In this Essay, we argue that although Kafka starkly shows us the plight of the disempowered individual, his work also paradoxically suggests that empowering the individual isn’t the answer to protecting privacy, especially in the age of artificial intelligence. In Kafka’s world, characters readily submit to authority, even when they aren’t forced and even when doing so leads to injury or death. The victims are blamed, and they even blame themselves.

Although Kafka’s view of human nature is exaggerated for darkly comedic effect, it nevertheless captures many truths that privacy law must reckon with. Even if dark patterns and dirty manipulative practices are cleaned up, people will still make bad decisions about privacy. Despite warnings, people will embrace the technologies that hurt them. When given control over their data, people will give it right back. And when people’s data is used in unexpected and harmful ways, people will often blame themselves.

Kafka’s provides key insights for regulating privacy in the age of AI. The law can’t empower individuals when it is the system that renders them powerless. Ultimately, privacy law’s primary goal should not be to give individuals control over their data. Instead, the law should focus on ensuring a societal structure that brings the collection, use, and disclosure of personal data under control.

Tokson on Government Purchases of Private Data

Matthew Tokson (Utah Law) has posted “Government Purchases of Private Data” (Wake Forest Law Review, Forthcoming) on SSRN. Here is the abstract:

The United States lacks a comprehensive data privacy statute, and most states impose only minimal legal constraints on consumer data collection. This regulatory vacuum has given rise to commercial markets in sensitive private data. In recent years, federal agencies and local police departments have begun to purchase this data from specialized brokers in order to track individuals’ activities over time. Much of this data, collected by cellphone apps and internet servers, is likely constitutionally protected. But government attorneys have mostly concluded that purchasing data is a valid way of bypassing the Constitution’s restrictions.

This Article addresses the increasingly prominent issue of government purchases of private data, and examines broader issues of privacy protection in an era of commercial markets in personal information. The Article questions the widespread assumption that the Fourth Amendment can never apply to commercial purchases.
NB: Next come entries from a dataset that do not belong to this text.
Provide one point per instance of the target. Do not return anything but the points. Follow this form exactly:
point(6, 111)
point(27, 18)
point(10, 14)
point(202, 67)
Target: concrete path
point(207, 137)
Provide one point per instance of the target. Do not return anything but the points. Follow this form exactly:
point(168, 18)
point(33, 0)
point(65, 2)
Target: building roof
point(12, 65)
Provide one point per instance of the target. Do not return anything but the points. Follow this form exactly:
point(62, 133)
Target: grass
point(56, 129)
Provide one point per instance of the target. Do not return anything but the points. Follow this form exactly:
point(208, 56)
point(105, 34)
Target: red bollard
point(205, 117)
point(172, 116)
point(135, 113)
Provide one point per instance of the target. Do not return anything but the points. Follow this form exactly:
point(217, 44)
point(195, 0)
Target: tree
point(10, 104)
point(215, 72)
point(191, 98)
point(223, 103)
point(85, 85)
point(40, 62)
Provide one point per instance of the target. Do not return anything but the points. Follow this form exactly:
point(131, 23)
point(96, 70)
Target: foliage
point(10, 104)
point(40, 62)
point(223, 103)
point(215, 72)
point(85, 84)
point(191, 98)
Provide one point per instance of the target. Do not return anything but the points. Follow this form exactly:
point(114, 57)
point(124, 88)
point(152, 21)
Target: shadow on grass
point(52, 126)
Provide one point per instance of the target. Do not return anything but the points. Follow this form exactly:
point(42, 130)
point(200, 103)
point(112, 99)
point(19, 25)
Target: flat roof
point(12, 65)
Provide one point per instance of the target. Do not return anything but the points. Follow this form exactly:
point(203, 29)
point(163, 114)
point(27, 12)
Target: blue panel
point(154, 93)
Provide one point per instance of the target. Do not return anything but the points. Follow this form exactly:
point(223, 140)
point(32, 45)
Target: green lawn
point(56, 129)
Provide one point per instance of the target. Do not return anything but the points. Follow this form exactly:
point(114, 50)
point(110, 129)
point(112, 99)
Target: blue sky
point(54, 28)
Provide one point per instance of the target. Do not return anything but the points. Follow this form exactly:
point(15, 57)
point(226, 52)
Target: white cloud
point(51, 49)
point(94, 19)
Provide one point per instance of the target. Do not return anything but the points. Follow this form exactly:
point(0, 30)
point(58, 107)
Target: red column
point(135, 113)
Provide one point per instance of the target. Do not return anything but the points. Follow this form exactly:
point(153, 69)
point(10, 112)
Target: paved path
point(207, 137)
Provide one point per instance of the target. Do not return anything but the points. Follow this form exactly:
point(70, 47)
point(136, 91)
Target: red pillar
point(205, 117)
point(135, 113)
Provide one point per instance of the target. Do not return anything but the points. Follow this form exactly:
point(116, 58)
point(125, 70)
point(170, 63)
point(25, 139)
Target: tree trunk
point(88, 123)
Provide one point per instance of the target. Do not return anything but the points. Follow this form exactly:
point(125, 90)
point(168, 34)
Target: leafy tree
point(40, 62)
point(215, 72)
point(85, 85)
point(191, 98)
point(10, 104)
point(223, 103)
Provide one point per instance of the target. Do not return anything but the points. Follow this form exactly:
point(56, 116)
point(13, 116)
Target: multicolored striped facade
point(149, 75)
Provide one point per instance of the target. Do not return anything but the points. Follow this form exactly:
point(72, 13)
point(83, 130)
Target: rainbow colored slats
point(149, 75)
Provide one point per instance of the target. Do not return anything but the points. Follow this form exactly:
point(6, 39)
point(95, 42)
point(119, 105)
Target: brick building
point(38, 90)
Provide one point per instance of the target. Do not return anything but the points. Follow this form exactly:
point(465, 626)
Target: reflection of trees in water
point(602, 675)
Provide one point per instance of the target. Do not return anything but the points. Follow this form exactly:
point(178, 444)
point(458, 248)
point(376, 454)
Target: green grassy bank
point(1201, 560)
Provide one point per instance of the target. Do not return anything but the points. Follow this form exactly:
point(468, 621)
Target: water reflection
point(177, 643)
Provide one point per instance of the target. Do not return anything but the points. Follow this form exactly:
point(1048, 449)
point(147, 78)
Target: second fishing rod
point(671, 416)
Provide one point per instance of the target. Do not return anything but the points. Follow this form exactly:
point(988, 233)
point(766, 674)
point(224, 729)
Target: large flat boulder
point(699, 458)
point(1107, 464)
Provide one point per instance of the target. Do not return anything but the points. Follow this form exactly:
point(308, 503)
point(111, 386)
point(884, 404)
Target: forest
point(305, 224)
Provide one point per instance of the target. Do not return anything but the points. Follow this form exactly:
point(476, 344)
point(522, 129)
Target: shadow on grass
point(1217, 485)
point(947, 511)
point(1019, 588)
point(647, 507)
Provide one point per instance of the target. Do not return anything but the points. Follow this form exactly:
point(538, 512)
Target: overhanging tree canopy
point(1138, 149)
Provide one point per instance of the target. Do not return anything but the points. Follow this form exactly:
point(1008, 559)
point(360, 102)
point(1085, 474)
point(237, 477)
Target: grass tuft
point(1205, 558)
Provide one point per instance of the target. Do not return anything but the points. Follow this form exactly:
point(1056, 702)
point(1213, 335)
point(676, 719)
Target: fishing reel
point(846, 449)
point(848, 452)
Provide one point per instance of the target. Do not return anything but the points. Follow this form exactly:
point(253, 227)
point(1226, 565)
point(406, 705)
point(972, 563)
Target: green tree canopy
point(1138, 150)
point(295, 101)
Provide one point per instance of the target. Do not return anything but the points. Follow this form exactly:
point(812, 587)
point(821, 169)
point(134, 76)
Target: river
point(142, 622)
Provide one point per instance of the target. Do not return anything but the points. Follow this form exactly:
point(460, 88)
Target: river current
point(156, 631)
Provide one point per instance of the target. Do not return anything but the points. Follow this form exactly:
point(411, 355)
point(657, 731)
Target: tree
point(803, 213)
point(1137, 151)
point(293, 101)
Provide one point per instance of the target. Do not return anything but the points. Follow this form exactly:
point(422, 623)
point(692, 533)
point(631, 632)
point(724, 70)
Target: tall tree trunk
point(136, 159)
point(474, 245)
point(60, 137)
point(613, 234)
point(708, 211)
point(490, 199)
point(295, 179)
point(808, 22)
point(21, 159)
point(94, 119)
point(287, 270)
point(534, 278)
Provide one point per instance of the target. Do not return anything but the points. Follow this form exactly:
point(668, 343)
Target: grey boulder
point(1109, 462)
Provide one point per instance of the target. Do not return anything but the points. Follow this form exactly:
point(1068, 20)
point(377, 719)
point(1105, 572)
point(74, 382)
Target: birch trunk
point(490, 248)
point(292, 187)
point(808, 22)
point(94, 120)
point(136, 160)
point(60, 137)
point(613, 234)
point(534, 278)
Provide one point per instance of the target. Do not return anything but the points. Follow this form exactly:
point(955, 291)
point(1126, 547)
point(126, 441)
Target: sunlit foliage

Police officers can generally purchase an item available to the public without constitutional restriction. But a closer examination of data markets demonstrates that sensitive cellphone data is not publicly available or exposed. Rather, the vendors who sell such data do so either exclusively to law enforcement agencies or in large, anonymized chunks to other marketing companies. Because sensitive cellphone data remains functionally private, a government purchase of such data violates the Fourth Amendment.

The Article then challenges the idea that consumers waive their rights in their cellphone data when they use apps or other services. The explanations customers see when an app asks for permission to access their data are often insufficient or misleading, and they typically say nothing about personal data being sold to other parties. Further, penalizing users for disclosing their data to service providers creates harmful incentives and is incompatible with meaningful Fourth Amendment protection in the digital age.

The Article sits at the intersection of consumer privacy and Fourth Amendment law, as poorly regulated markets in personal data and flawed concepts of consumer consent now threaten to erode fundamental constitutional rights. The Article draws broader lessons about the inadequacy of consumer privacy law in the United States. It examines the potential for private surveillance to become government surveillance, via technical and legal interoperability. And it assesses a variety of possible solutions through which legal actors can prevent commercial markets in private data from undermining Fourth Amendment rights.